- Born: August 22, 1964 (age 62) San Francisco, California, U.S.
- Education: Howard University
- Occupation: Costume designer
- Years active: 1990-present
- Website: ritamcghee.net

= Rita McGhee =

American costume designer for film and television

Rita McGhee (born August 22, 1964) is an American costume designer for film and television. Her career has included projects spanning various fashion eras. She is known for her work on season 1 of FOX's musical drama series Empire. In July 2015, McGhee's costume design on episode 8, "The Lyon's Roar", was nominated for the Emmy Award for Outstanding Costumes for a Contemporary Series, Limited Series, or Movie. The following year, in January 2016, her costume design for the season was nominated for the Costume Designers Guild Award for Outstanding Contemporary Costumes for a Television Series.

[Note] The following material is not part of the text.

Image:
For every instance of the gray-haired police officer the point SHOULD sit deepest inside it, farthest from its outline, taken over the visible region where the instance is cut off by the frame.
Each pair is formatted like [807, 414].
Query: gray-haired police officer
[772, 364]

In addition, McGhee has led and/or contributed costume design for projects such as Spike Lee's musical drama film Chi-Raq (2015), BET's miniseries The New Edition Story (2017), Disney's musical film Zombies (2018), and BET's miniseries American Soul (2019).

== Early life and education ==
McGhee was born in San Francisco, California to Troy and Claudette McGhee. In 1968, her family relocated to Santa Rita, Guam when her father accepted a civil service position on the island. She has four siblings.

McGhee graduated from George Washington High School in Mangilao, Guam in 1982 and attended Howard University, studying fashion merchandising and business administration. She also took classes in costume design while working in the school theater, and graduated in 1989 with a Bachelor of Science.

== Career ==
After McGhee heard Spike Lee lecture at her college, she sent her resume to costume designer, Ruth E. Carter who was working with Lee's production company, and was hired by Carter as an intern and wardrobe production assistant. She then moved to Los Angeles, California and worked on Mo' Better Blues (1990), Jungle Fever (1991), The Five Heartbeats (1991), and What's Love Got to Do With It (1993) among others. McGhee also worked in the costume and wardrobe departments for In Living Color (1991-1992), Moesha (1996), and Baby Boy (2001).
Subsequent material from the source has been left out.